すべてのピースがかちりとハマるその美しさこそがミステリには求められている。
クローズドサークルものに代表されるような、余計なものを極限まで削ぎ落した無駄のない箱庭のような構成。
しかし、緻密に計算の上に作られたミステリは、ときに人間が描けていないと批判をされたりもする。
ヴァン・ダインの二十則で排除すべきものとして情景描写やラブロマンスが挙げられているように、ドラマを深める要素はパズラーにとって邪魔になる。
結果、キャラクターは駒に成り下がってしまう。
本作はミステリだ。最終盤において伏線は綺麗に回収され、ミステリとして閉じられる。
しかし、ドラマがないがしろにされているかといえばそんなことはない。
むしろ、生きたキャラクターが織りなす人間模様が、丁寧に丁寧に描写されている。
不動産関係の仕事をする語り手、山瀬の日常は閉じていた。
職場を除けば、コンビニの店員さん、ネットカフェの店長くらいとしか言葉を交わさない。
趣味も建築巡りで、おひとりさまで完結してしまう都市型人間。
しかし、それは山瀬にとっては守るべき日常だった。
上司によるパワハラという要素以外は。
指示通り動けば「言われたことしかできないのか」と叱責され、気を利かせれば「余計なことをするな、言われたことだけやっていればいい」とまた叱責。
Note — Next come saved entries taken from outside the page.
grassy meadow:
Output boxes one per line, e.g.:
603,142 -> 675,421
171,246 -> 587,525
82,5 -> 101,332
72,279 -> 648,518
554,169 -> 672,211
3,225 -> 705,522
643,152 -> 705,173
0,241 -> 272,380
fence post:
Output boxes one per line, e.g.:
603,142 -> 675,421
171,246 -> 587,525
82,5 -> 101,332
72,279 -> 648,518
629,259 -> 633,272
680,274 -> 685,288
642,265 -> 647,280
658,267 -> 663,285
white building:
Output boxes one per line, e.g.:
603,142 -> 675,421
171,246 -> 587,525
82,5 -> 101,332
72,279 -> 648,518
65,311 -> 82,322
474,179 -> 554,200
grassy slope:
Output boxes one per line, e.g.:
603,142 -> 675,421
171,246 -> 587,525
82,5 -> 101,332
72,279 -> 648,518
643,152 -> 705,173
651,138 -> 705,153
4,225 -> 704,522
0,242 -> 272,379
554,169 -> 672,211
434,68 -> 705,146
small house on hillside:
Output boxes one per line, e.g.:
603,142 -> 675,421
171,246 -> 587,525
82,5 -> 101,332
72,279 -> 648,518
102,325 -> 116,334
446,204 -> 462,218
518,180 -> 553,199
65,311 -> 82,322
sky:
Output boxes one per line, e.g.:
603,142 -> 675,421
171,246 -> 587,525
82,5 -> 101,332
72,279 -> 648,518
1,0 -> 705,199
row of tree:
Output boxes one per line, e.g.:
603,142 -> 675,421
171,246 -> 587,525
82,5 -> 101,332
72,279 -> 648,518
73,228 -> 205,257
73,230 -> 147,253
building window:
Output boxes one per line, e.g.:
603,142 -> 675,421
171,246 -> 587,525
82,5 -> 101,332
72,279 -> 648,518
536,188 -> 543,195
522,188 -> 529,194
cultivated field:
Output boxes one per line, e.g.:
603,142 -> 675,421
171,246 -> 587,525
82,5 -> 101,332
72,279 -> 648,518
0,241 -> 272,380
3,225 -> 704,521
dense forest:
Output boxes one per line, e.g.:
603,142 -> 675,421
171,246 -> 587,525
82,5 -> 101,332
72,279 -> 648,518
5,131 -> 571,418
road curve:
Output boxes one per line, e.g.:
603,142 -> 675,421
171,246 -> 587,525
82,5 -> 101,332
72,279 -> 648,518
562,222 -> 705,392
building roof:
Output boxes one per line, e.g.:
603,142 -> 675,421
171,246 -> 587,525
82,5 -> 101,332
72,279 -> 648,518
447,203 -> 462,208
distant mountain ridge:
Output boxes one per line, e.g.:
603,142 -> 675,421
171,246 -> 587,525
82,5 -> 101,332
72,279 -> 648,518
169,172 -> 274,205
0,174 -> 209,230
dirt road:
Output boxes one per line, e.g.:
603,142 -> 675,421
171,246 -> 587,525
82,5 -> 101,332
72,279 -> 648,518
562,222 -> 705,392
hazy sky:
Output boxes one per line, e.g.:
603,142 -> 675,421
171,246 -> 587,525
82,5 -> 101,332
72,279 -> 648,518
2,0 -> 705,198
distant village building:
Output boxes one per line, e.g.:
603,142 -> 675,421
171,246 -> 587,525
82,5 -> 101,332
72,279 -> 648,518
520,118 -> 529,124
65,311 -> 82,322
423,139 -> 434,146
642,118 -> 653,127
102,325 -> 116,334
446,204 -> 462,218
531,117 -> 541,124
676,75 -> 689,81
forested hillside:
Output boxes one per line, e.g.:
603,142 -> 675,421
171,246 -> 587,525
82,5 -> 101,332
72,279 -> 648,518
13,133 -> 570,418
典型的なダブルバインド型のパワハラだ。
ストレスを吐き出すのは、ネットカフェからアクセスする闇サイト。
ある日、そこで交換殺人を持ちかけられる。
交換殺人、それは日常を守るための犯罪だ。
復讐のようにすでに日常が壊れてしまっているわけではない。
完全犯罪により、帰るべき場所としての日常を損なうことなく、そこに紛れこんだ異分子のみを消す。
だが、殺人もまた日常を毀損する行為なのだ。
山瀬にとって、それは乗り越えてしまうにはあまりにも高い壁だった。
闇サイトで交換殺人について語りながらも、決心まで踏み出せない。
そんななか、それがあったからこそ耐えられた最後の「希望」をも打ち砕かれ、ついには心を決める。
その過程が、そして「計画殺人」という外因子によって間接的に人間関係へと広がっていく波紋がしっかりと描かれていく。
事態は混迷を極めた末、ミステリとして物語は閉じられる。
そして、その先に訪れる結末。
作者という神によって振り下ろされる「最後の一撃」。
それは、キャラクターに寄り添う視点でドラマが描かれてきたからこそのものなのかもしれない。